Generally, the goal of the clarinetist when producing a sound is to make as much of the reed vibrate as feasible, making the sound fuller, warmer, and doubtlessly louder. The lip position and pressure, shaping of the vocal tract, selection of reed and mouthpiece, amount of air force created, and evenness of the airflow account for many of the clarinetist's potential to handle the tone of a clarinet. A highly skilled clarinetist will supply the ideal lip and air pressure for each frequency note being produced. They could have an embouchure which places a fair pressure across the reed by carefully controlling their lip muscle tissue. The airflow will also be cautiously managed through
the use of the strong abdomen muscles as opposed to the weaker and erratic chest muscles and they will use the diaphragm to oppose the abdomen muscular tissues to obtain a tone softer than a forte in place of weakening the abdomen muscle anxiety to lower air pressure. Their vocal tract may be shaped to resonate at frequencies associated with
the tone being produced.
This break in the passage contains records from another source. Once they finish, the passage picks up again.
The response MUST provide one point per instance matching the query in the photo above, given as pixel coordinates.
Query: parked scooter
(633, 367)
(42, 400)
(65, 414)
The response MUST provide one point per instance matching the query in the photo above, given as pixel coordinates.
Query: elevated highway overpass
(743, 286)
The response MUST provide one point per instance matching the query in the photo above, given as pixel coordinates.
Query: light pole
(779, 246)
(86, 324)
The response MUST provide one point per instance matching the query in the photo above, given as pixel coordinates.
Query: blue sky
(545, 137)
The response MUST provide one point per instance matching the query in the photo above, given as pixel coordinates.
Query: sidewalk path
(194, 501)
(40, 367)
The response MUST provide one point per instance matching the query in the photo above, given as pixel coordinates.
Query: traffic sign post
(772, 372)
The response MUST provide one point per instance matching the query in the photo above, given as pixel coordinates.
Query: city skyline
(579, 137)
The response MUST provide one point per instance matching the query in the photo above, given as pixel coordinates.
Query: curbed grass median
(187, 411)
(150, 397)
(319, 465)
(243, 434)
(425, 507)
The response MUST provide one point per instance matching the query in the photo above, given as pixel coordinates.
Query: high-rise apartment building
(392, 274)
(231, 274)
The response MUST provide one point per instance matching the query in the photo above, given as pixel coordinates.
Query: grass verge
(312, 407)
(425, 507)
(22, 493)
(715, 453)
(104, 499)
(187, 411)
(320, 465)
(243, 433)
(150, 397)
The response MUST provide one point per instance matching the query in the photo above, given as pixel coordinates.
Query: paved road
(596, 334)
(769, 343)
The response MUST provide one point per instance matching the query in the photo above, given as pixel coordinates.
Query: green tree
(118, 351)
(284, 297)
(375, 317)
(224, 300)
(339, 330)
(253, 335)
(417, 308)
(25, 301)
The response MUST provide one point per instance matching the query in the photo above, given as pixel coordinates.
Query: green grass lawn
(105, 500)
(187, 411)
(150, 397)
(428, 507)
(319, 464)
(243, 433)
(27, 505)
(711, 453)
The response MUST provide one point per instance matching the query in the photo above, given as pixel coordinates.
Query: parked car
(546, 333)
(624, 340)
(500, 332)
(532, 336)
Most instruments overblow at twice the rate of the fundamental frequency the octave, but as the clarinet acts as a closed pipe system, the reed cannot vibrate at twice its customary speed as it could be creating a 'puff' of air at the time the old 'puff' is returning as a rarefaction. This means it cannot be strengthened and so would die away. The chalumeau register plays fundamentals, whereas the clarion check in, aided by the sign in key, plays third harmonics a perfect 12th higher than the fundamentals. The first a couple of notes of the altissimo range, aided by the check in key and venting with the first left hand hole, play fifth harmonics a major seventeenth, an ideal twelfth plus a tremendous sixth, above the basics. The clarinet is therefore said to overblow at the 12th and, when moving to the altissimo sign in, 17th.